The number of islets obtained from the source pigs

Neonatal pigs may have some advantages as sources of islets (discussed by Nagaraju et al., 2015), one of which is their potential to proliferate after transplantation (which is not believed to be the case with adult islets). Whether there was any evidence that this occurred in the present study was not reported. However, it is reasonable to anticipate that ‘neonatal’ pigs (newborn to 5 days old) may provide a yield of up to 25,000 islets, and ‘young’ pigs (7–22 days old) may provide up to 30,000 islets. A 70 kg patient would therefore require 700,000 islets (70 × 10,000 IE/kg) or, more likely, 1.4 million islets (70 × 20,000 IE/kg), indicating that a single patient would require islets from approximately 25–50 piglets. With 8–12 piglets in each litter, this would be feasible. If, however, there is confirmed evidence of proliferation of the islets after transplantation, the number of piglets required may be fewer.

Encapsulation of pig islets and the immune response

Although the great theoretical advantage of the transplantation of encapsulated islets is that exogenous immunosuppressive therapy may not be required, the long-term viability of the encapsulated islets remains questionable. The dilemma in APA-based encapsulated islets is that, if the islets are not revascularized, they are likely to become exhausted (and die) from lack of nutrients and oxygen, particularly as some fibrin accumulates around the capsules, possibly reducing their permeability. In contrast, if the islets are revascularized, they are likely to become susceptible to injury from an immune or inflammatory response. There is already evidence that APA-based microencapsulated porcine islets induce an inflammatory response, upregulating inflammatory cytokines and activating innate immune cells, such as tumor necrosis factor-α, IL-6, interferon-γ, macrophages, neutrophils, and dendritic cells (Cooper et al., 2016). The great deficiency of the present study is that the authors did not investigate whether there was an immune response to the islets (or capsules), though they speculated that microcapsules might shed xeno-antigens which activate the recruitment of CD4 + T cells and macrophages around the capsule. It will be essential to determine whether there is an immune response to the pig islets. If there is, either modification of the capsules or the administration of exogenous immunosuppressive therapy will be necessary, unless the islets can be completely protected by genetic manipulation of the pig.

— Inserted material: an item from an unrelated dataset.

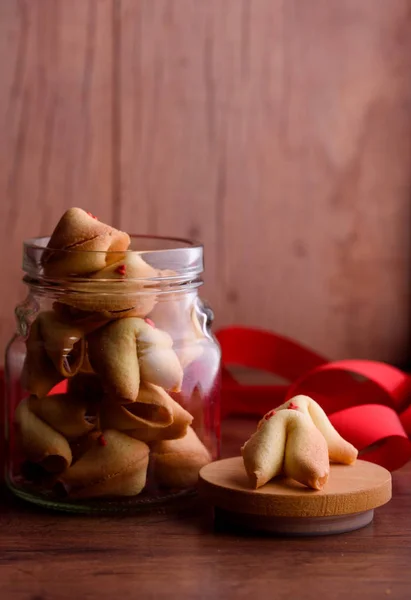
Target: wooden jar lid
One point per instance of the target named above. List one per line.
(350, 492)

Our own opinion is that it will be difficult to totally protect the encapsulated islets from the effects of cytokines and chemokines and possibly other components of the immune response, and therefore some immunosuppressive therapy may prove inevitable, thus negating the major theoretical advantage of ‘immunoisolation’. Nevertheless, as the number of pancreases from deceased humans that become available will never suffice to cure all patients with T1D, the pioneering studies by Matsumoto and his colleagues are important and timely.

Disclosure

The authors declared no conflicts of interest.